Investing term
What is Confirmation bias?
Reading the things that agree with you and ignoring the things that don't.
Confirmation bias is the tendency to seek out and believe information that supports what you already think, while dismissing or explaining away whatever contradicts it. Once you've formed a view — or bought a stock — you unconsciously read the takes that agree with you and wave away the warnings.
In investing it's corrosive because it turns research into a search for reassurance rather than truth. You hold a stock, so you read the bullish threads and skim past the bearish case; you decide a theme will win, so every supporting data point sticks and every counterpoint slides off. The result is false confidence built on a one-sided picture. The antidote is deliberately uncomfortable: actively hunt for the strongest argument against your position, and take it seriously.
Confirmation bias lets in information that agrees with you and blocks what contradicts it, building false confidence on a one-sided picture. The antidote is to seek the strongest argument against you.
For example
You own a stock, so you read the bullish analysis, nod along, and dismiss the detailed bearish report as 'FUD' — confirmation bias building false confidence.
Learn it by doing
That's Confirmation bias in theory — it clicks when you use it. Practise it hands-on in a free, interactive lesson (Stage 12, Investor Psychology: FOMO, Panic & Biases).
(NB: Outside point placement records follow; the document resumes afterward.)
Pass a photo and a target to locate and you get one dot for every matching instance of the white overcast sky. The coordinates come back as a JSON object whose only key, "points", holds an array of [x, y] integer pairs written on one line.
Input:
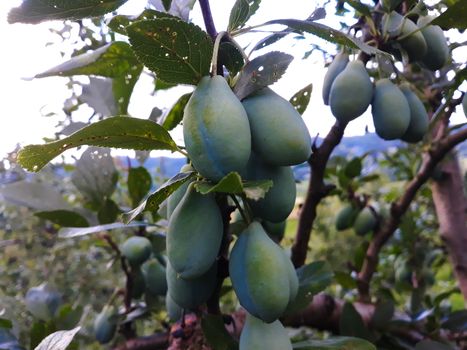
{"points": [[24, 54]]}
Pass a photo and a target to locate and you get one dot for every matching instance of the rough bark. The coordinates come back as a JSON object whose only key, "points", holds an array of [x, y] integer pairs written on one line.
{"points": [[451, 208]]}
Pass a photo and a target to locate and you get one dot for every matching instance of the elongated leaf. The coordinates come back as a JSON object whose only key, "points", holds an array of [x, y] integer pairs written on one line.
{"points": [[231, 183], [95, 175], [71, 232], [120, 22], [153, 202], [261, 72], [139, 184], [313, 278], [117, 132], [301, 98], [453, 17], [329, 34], [231, 58], [63, 218], [178, 52], [335, 343], [216, 334], [241, 13], [111, 60], [175, 116], [36, 11], [58, 340]]}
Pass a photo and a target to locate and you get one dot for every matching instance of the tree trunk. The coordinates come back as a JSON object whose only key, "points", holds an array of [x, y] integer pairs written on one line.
{"points": [[451, 209]]}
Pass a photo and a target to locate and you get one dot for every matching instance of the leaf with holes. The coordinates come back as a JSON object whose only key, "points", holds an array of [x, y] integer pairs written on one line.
{"points": [[231, 183], [175, 116], [111, 60], [178, 52], [119, 23], [153, 202], [139, 184], [65, 218], [261, 72], [329, 34], [116, 132], [58, 340], [71, 232], [301, 99], [241, 13], [36, 11]]}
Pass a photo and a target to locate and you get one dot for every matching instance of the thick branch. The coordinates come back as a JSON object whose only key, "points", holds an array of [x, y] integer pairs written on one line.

Try the free lesson →Why it matters to you
Confirmation bias matters because it quietly corrupts the research meant to protect you, replacing a balanced view with a flattering one. Investors convinced by only the evidence they wanted to find hold too long, size too big, and are blindsided by risks they filtered out. Deliberately seeking the best counterargument — steelmanning the other side — is one of the highest-value habits an investor can build, precisely because it's the one the mind resists.
⚠ Dismissing the bear case as noise
When you own something, the strongest argument against it is the most valuable thing you can read — yet it's the easiest to dismiss as 'FUD' or negativity. Waving away the bear case leaves you holding a one-sided view and blind to real risks. Seek out the best counterargument to your position and engage with it honestly, rather than filtering for agreement.